I remember the first week I spent working on the record. I had it up on my whiteboard. Here are the nine songs, and here’s how I’m going to divide it up: 'Hallowed be Thy name' or 'Our Father in Heaven'. There is so much communicated in that line. Every word of it is significant. 'Our Father' means it’s not an individual, private personal thing. It’s corporate. He’s not my father. He’s not your father. He’s our father. Father is an intimate term. He’s not like a deity. He is a deity, but He’s being addressed intimately here. He’s my father. He’s close, but He’s in Heaven. He’s different. He’s other. He’s intimate, yet He’s transcendent. You put all the words together and there’s even more. How in the world do you communicate that in nothing but rhythm and melodic elements and no words?

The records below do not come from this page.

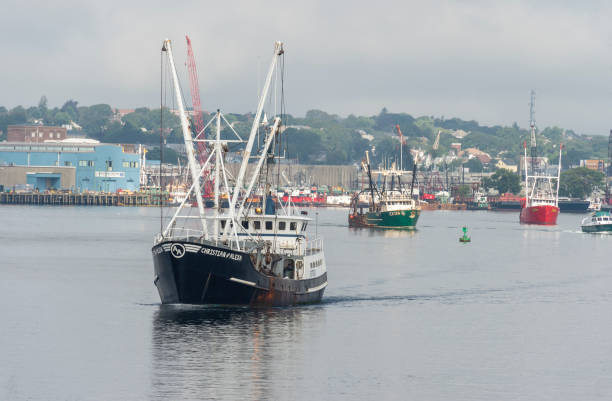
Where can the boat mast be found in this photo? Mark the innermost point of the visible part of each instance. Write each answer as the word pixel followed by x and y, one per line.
pixel 558 175
pixel 278 50
pixel 370 178
pixel 217 168
pixel 526 176
pixel 194 170
pixel 532 125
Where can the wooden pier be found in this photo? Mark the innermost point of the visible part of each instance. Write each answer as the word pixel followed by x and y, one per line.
pixel 82 199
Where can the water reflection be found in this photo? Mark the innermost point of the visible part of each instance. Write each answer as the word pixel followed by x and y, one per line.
pixel 229 353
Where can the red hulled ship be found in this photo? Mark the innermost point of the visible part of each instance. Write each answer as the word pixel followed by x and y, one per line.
pixel 541 204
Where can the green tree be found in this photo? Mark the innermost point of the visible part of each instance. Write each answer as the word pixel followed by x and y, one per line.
pixel 474 164
pixel 580 182
pixel 95 119
pixel 504 181
pixel 61 118
pixel 71 107
pixel 305 145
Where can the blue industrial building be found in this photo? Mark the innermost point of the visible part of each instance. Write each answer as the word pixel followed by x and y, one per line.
pixel 98 166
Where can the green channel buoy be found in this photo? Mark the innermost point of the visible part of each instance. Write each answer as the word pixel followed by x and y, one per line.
pixel 465 237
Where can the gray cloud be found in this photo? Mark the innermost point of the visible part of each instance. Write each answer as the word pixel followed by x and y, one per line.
pixel 470 59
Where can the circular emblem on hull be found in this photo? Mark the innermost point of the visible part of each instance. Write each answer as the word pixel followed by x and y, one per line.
pixel 177 250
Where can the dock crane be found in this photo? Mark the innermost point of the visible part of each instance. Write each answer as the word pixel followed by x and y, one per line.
pixel 402 143
pixel 198 120
pixel 437 141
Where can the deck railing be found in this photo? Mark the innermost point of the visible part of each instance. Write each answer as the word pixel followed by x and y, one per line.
pixel 300 247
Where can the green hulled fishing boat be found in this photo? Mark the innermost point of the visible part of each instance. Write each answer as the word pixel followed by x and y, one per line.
pixel 392 207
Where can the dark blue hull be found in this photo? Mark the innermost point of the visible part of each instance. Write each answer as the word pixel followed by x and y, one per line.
pixel 192 273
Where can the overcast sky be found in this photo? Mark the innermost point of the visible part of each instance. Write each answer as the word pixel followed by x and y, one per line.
pixel 469 59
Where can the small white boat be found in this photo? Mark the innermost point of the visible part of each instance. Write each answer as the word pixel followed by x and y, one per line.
pixel 599 222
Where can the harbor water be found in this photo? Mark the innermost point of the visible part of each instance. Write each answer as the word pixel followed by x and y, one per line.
pixel 520 313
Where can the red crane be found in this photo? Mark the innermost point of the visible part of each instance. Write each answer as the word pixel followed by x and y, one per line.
pixel 198 120
pixel 402 144
pixel 399 132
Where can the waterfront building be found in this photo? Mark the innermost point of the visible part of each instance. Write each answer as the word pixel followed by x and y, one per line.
pixel 34 133
pixel 97 166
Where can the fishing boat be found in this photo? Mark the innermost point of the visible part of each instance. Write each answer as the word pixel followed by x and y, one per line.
pixel 245 254
pixel 598 222
pixel 541 203
pixel 391 207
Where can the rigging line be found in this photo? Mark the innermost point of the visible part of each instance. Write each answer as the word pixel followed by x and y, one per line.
pixel 282 116
pixel 161 130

I would meditate, stare at my speakers and try to figure out what should be coming out. The thing that eventually pulled me through was the prayer itself. It was coming into the studio and saying, "I don’t know what I should be doing. I need God to provide for me the tools just to be able to get through this day." The process of getting in over my head, which I consider real spiritual discipline, really threw me onto the prayer itself. "I need only what I need for right now. If it shows up, I’ll be grateful, and if not then, Your will be done." It’s incredible how the whole thing was a worship experience for me personally, because of the fact that the record got made at all.

Going to God with a daily, hourly dependence, altering the context of His will being done and not mine and receiving whatever He gives. This record is what He gave me.